All good ideas, but as Peter DeLorenzo says on Autoextremist" "ain'tgonnahappen.com"
I am sure that our friends in the UK will tell us how much of a sham the various historic racing certificates are. A noble idea, but it just does not work. The best system, such as it is, is what we have. The word of mouth and evidence of the various experts of various marques and series. If someone is pulling a fast one, there will be someone who will blow the whistle. In the current example of Scott Hughes, many people sounded the alarm.
As far as putting the burden on the promoters to only allow 'legitimate' cars, no way. First of all, the vast majority of promoters do not want to be put in that position. Further, face it. The promoter is mainly interested in the entry fee, not the pedigree of the car.

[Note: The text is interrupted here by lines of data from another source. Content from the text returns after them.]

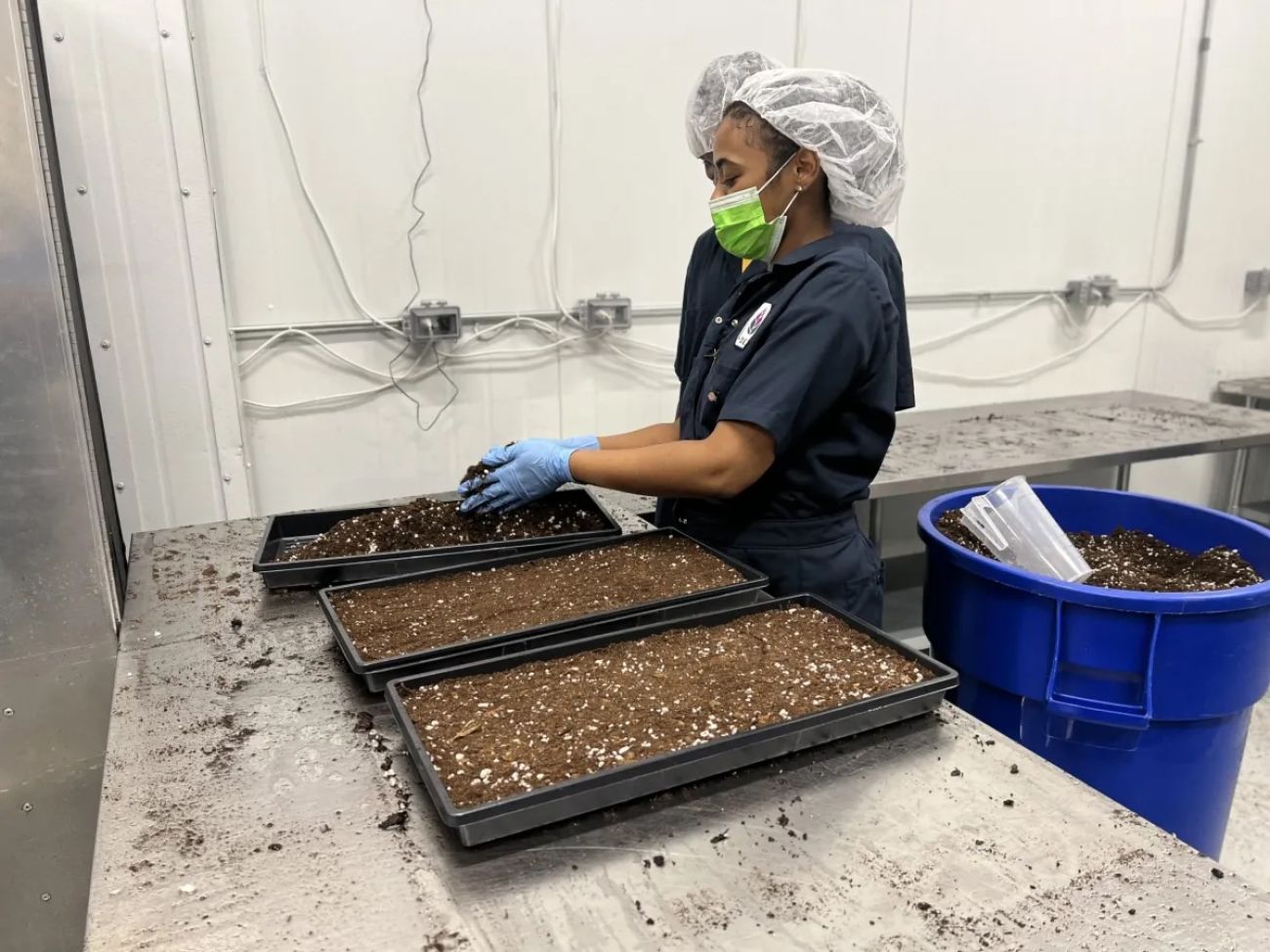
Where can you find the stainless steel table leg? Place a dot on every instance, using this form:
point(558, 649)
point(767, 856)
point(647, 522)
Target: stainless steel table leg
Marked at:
point(1240, 471)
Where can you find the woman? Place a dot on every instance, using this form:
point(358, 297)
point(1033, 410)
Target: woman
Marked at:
point(788, 401)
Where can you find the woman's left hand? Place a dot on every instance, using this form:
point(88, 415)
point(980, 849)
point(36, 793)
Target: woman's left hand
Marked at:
point(522, 473)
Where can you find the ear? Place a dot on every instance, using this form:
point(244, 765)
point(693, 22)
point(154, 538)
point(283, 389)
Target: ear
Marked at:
point(807, 168)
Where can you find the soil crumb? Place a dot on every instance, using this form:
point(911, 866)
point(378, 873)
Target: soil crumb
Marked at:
point(1137, 561)
point(389, 621)
point(394, 820)
point(431, 523)
point(504, 732)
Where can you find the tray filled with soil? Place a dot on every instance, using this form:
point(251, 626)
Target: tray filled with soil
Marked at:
point(329, 546)
point(1130, 559)
point(516, 743)
point(440, 617)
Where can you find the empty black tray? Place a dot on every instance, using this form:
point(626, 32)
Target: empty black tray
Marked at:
point(284, 532)
point(377, 674)
point(606, 788)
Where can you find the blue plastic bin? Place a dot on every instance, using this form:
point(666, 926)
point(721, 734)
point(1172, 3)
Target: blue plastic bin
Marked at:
point(1146, 697)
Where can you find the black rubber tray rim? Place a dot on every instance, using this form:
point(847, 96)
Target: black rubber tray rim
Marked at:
point(944, 680)
point(750, 579)
point(263, 566)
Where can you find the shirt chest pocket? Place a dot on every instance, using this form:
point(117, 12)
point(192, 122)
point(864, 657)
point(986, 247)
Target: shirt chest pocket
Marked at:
point(724, 369)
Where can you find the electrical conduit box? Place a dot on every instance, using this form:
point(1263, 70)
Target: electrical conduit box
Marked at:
point(432, 320)
point(606, 311)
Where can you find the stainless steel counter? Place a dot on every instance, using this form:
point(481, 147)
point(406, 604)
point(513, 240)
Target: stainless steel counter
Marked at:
point(939, 449)
point(241, 810)
point(1249, 388)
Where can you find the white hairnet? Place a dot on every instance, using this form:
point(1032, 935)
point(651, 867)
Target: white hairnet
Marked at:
point(715, 89)
point(845, 122)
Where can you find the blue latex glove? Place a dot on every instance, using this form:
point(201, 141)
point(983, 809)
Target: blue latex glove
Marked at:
point(524, 471)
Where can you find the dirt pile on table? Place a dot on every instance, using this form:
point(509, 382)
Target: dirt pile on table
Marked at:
point(500, 734)
point(1137, 561)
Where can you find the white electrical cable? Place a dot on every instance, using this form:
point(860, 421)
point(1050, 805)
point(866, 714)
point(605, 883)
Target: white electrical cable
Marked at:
point(974, 326)
point(1228, 322)
point(330, 352)
point(304, 186)
point(342, 397)
point(1036, 369)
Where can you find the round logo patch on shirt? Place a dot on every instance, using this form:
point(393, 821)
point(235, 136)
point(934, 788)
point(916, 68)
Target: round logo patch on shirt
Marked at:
point(753, 324)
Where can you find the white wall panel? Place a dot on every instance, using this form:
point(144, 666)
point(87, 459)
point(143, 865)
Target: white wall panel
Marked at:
point(123, 207)
point(1037, 136)
point(868, 38)
point(372, 448)
point(1044, 141)
point(1230, 233)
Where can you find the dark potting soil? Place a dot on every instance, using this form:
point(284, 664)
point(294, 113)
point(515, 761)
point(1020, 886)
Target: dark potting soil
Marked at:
point(395, 620)
point(428, 523)
point(503, 732)
point(1137, 561)
point(477, 471)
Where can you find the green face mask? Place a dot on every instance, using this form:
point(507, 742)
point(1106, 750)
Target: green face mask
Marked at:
point(741, 227)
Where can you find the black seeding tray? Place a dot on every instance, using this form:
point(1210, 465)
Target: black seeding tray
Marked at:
point(284, 532)
point(617, 785)
point(377, 674)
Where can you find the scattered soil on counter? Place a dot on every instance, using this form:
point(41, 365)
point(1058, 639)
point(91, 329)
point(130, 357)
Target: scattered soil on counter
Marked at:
point(397, 620)
point(503, 732)
point(1137, 561)
point(431, 523)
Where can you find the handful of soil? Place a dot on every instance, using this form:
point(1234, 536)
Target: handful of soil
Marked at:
point(499, 734)
point(1137, 561)
point(475, 475)
point(431, 523)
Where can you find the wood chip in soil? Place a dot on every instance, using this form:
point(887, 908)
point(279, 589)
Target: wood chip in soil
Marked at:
point(431, 523)
point(397, 620)
point(1137, 561)
point(504, 732)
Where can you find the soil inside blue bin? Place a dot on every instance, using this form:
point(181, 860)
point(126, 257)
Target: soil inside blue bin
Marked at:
point(1135, 561)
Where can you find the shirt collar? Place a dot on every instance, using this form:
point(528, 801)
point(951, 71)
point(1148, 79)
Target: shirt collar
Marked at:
point(809, 252)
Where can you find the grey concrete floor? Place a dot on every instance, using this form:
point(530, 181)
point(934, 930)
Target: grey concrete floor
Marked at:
point(1249, 833)
point(1248, 838)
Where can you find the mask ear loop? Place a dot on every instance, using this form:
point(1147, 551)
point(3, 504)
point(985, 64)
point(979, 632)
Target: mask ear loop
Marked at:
point(796, 193)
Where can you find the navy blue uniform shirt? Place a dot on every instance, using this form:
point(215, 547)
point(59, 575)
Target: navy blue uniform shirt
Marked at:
point(712, 274)
point(808, 351)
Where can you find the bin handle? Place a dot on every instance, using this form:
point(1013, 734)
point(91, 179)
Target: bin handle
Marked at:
point(1099, 710)
point(1080, 709)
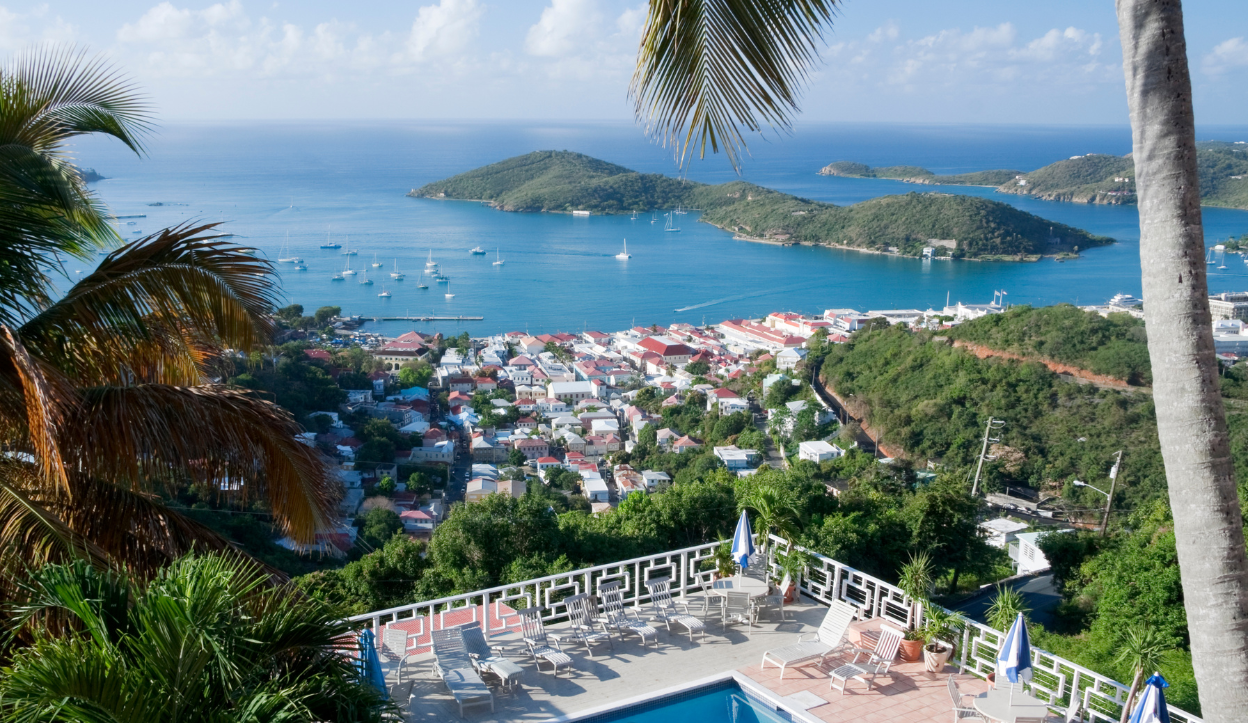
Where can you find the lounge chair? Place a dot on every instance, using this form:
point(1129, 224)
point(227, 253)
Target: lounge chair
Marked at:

In Australia we have a "Certificate Of Description" (as well as historic logbook) which can be a lengthy and tortuous process but basically it tries to enforce correct technical representation of a car at a particular point in time. Of course this leads to some rather arcane arguments but the intent from everyone is to assist get cars onto the track for enjoyable amatuer motor sport BUT only in as much as they have correct specifications and have genuine proven history. For some this is a step too far but a simple example would be that the car must run the engine type and size as in the day. That would make most current Can-Am cars in America ineligable and the concept of "run what you brung" would be eliminated. Do those cars really need 9 litre engines today? F5000 means a 5 litre engine but apparently there is no appetite at all to enforce that type of very basic regulatory requirement in historic or Vintage racing there. Correct gearboxes, materials, instruments, wheel sizes, brake size and type, shocks etc soon follow and some countries have no chance of introducing this type of regulation retrospectively as the genie has long been out of the bottle. The show Vintage racing creates is very impressive and that success and enjoyment is a strong case to leave things alone and I understand that attitude completely.
The discussion of what represents a "legitimate" car needs to be had from 2 fronts.
1)Correct technical specification to best represent a car as near as reasonably possible for the period and
2)correct historical presentation of a car's competition record and driver/ownership in period and since.
These cars should outlive all of us and as custodians we have a duty (IMHO) to tidy up our act - one car at a time if need be.